Do you have true grit?

Photo credit: Instagram @JohnWayne

Do I have grit? It’s a question I often ask myself. In my head, I conjure up the classic movie depicting John Wayne with a weathered smile and an eye patch. I see the resiliency of the 14-year old preteen Mattie Ross. She is gritty, and the one who hires John Wayne’s character US Marshal Rooster Cogburn to deliver justice for her father’s death. Mattie chooses him because she believes he has “true grit”.

Over the years, I’ve consumed books about people accomplishing remarkable things: heroic expeditions, scientific breakthroughs, artistic creations, and brand dynasties.  I’ve read countless texts about men and women who have failed and failed again, only to achieve an otherworld kind of success because they persevered, they followed through with a constant focus. Against all odds, they broke through and created something life-changing for themselves and for society.

Talent is one thing, genius is another. But talent and a genius IQ won’t necessarily get you far if you don’t possess grit. According to the Merriam-Webster definition, grit is defined as “firmness of mind or spirit : unyielding courage in the face of hardship or danger.”

Turning the concept of grit outcomes into a mathematical equation:
“Talent × effort = skill. Skill × effort = achievement” (source: Angela Duckworth).

I just finished the New York Times bestseller Grit: The Power of Passion and Perseverance by psychologist Angela Duckworth. It’s a compilation of stories that share keen insights on what it takes to have a path towards outstanding achievement. She tells accounts of ‘grit paragons’ who broke the ceiling of what was expected of them, including national spelling bee champ Kerry Close, Cinnabon president Kat Cole, legendary 49ers QB Steve Young, Will Smith, and UK comedian Francesca Martinez.
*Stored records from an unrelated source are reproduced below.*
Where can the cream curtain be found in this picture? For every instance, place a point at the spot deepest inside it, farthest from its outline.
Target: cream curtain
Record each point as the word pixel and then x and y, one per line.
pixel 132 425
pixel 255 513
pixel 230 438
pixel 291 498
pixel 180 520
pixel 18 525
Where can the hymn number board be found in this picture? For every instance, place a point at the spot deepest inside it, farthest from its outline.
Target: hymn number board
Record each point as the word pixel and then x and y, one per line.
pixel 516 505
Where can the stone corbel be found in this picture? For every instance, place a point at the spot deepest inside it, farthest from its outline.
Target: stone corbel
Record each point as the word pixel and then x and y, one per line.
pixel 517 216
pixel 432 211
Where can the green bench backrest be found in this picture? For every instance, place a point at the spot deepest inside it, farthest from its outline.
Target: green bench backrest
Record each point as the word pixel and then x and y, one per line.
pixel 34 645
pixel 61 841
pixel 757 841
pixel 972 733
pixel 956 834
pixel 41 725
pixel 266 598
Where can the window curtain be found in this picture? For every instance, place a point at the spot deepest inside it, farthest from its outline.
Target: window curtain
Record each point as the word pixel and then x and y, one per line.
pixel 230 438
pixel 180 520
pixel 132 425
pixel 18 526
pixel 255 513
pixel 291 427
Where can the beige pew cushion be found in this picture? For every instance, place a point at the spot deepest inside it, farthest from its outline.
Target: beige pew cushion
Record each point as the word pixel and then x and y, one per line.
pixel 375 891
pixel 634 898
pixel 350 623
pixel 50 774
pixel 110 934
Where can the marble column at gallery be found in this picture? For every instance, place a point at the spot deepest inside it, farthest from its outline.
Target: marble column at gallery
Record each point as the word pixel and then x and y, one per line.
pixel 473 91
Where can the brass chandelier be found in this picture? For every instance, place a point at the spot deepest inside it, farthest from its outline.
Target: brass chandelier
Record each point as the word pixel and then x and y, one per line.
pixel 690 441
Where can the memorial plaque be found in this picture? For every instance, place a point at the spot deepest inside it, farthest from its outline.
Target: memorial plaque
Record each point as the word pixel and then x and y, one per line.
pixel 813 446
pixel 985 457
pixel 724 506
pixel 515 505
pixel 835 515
One of the major takeaways of Duckworth’s book is her stance on education and parenting. As parents, we can be gritty role models for our children. If children fail at something, encourage them to get up and approach tasks with tenacity. If they lack goal-seeking focus, help them understand and aspire to long term goals. It’s OK to be demanding and to have high expectations, as long as its balanced with unconditional love and indefatigable support. I see nothing wrong with setting a high bar because I do so out of love and consideration for their bright future.

I have had continuous lessons in grit, largely due in part to my own gritty parents. Under their wing, I was able to grow academically and I learned the value of tenacity. I’ve been knocked down, only to get back up, ready for the next round. When someone tells me I can’t do something (and I have heard this before in various contexts), I possess even greater resolve to persevere.  Because that’s what gritty people do.